Steve Jobs has never been shy about his use of psychedelics, famously calling his LSD experience "one of the two or three most important things I have done in my life." So, toward the end of his life, LSD inventor Albert Hofmann decided to write to the iPhone creator to see if he'd be interested in putting some money where the tip of his tongue had been.

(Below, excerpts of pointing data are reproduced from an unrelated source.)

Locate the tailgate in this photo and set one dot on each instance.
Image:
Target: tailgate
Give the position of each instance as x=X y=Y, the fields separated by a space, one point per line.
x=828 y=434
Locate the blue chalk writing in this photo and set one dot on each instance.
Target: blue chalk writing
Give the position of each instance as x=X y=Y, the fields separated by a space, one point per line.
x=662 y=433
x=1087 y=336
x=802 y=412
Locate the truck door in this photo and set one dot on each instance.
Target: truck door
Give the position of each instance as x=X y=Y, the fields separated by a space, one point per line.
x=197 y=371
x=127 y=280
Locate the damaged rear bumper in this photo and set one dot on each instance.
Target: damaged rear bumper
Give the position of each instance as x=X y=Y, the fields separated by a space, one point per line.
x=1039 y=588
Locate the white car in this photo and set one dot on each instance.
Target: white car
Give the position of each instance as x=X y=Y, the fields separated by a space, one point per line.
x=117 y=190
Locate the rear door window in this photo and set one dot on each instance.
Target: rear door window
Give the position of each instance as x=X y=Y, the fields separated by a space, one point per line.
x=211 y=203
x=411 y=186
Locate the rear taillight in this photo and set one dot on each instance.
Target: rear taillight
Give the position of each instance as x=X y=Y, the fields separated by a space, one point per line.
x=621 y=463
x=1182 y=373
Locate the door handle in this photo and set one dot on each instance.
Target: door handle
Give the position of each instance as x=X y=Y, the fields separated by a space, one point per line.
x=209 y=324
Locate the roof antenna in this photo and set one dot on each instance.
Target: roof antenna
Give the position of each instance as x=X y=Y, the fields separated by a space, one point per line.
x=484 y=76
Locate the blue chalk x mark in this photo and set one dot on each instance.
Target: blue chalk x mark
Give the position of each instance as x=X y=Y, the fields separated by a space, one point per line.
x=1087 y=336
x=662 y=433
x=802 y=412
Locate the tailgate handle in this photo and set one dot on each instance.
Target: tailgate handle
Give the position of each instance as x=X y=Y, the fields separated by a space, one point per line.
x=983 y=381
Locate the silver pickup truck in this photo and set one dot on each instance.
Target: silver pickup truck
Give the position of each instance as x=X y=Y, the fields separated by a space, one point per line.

Hofmann penned a never-before-disclosed letter in 2007 to Jobs at the behest of his friend Rick Doblin, who runs an organization dedicated to studying the medical and psychiatric benefits of psychedelic drugs. Hofmann, a Swiss chemist, died in April 2008 at the age of 102.
See the letter here.
http://www.huffingtonpost.com/ryan-grim/read-the-never-before-pub_b_227887.htmlWritten just after his 101st birthday, the letter's penmanship is impressive for a man of his years. I showed it to my grandmother, Ruth Grim, who was 8 years Hofmann's junior and did amateur handwriting analysis as long as Hofmann had been tripping. Without knowing who he was, she said in an e-mail that "something happened early in his life that made him twisted about things. Maybe he felt threatened. Also--creative with his hands, hard on himself, thinks a lot, stubborn, careful with the way he expresses himself, not influenced by other's thinking."
Doblin says Hofmann often said he had a happy childhood and wouldn't characterize him as twisted. Hofmann, for his own part, often referred to LSD as his own "problem child" and in his letter he asks Jobs to "help in the transformation of my problem child into a wonderchild."